お金に困らないようにするには、何が大切か。『Your Money 101日後に人生が豊かになりすぎるシンプルなお金の法則』(訳・橘玲/アスコム)の著者でFPのカール・リチャーズ氏は「お金は人間が扱うものだから、計算通りにはいかない。お金は数字ではなく、感情の塊であると捉えるとうまく付き合えるようになる」という――。
お金とは「感情のかたまり」だ
お金について考えるとき、最初になにを思い浮かべるだろうか?
ぼくはこの質問を何千回も投げかけてきた。その経験からいえるのは、答えは「表計算(スプレッドシート)」や「電卓」「数学」じゃないということだ。その代わりにみんなはこういう。「自由」「安心」。あるいは「不安」「興奮」「心配」と。

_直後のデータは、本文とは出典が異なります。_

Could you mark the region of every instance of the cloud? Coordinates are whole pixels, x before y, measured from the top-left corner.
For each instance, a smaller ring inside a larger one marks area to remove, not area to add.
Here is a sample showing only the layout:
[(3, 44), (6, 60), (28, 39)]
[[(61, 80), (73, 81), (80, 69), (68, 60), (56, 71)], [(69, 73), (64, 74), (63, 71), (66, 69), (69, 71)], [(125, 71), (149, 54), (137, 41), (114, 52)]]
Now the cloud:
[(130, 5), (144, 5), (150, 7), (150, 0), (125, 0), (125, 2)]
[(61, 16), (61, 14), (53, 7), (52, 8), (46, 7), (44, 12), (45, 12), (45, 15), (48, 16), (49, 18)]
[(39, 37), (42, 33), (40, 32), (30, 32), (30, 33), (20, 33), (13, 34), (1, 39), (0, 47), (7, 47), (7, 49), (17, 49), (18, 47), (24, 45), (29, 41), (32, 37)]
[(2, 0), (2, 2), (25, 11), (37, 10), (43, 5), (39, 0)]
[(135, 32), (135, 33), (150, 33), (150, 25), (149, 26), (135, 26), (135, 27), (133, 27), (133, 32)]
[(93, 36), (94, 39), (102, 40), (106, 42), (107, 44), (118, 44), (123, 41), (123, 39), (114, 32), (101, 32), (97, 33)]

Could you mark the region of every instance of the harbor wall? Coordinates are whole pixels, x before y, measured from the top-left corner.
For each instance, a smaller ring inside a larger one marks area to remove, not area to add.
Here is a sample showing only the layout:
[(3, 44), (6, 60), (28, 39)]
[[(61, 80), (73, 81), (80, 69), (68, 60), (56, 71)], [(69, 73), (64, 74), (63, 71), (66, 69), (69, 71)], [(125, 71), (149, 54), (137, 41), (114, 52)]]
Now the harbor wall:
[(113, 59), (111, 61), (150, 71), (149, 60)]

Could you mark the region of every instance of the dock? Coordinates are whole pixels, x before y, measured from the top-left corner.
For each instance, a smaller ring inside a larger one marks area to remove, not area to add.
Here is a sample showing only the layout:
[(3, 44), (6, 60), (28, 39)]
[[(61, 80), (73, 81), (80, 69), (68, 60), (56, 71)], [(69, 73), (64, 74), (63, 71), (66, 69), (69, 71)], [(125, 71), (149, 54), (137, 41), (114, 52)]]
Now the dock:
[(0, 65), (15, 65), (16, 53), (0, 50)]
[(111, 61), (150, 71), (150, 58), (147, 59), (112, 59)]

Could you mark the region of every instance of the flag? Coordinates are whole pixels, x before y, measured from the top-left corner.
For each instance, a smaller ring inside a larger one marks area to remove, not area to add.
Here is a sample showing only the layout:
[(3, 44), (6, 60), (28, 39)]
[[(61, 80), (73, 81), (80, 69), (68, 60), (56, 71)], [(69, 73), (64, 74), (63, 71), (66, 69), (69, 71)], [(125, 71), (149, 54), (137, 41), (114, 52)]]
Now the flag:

ぼくたちがお金についてなにか教えられてきたとすれば、それは「お金は数字の問題だ」ということだろう。表計算ソフトや電卓で扱うもの。合理的で理にかなったもの。
でも実際には、お金はたんなる数字ではない。それは子どもたちへの教育だ。家庭の安全であり、ホームレスになる恐怖であり、ずっと憧れていた旅行の夢でもある。
数学では、2+2はつねに4だと誰もが知っている。どんなに不安でも、恐くても、興奮していても変わらない。
でもお金は数字ではない。あらゆる感情のかたまりだ。不安、貪欲、劣等感、誇り、その他もろもろ。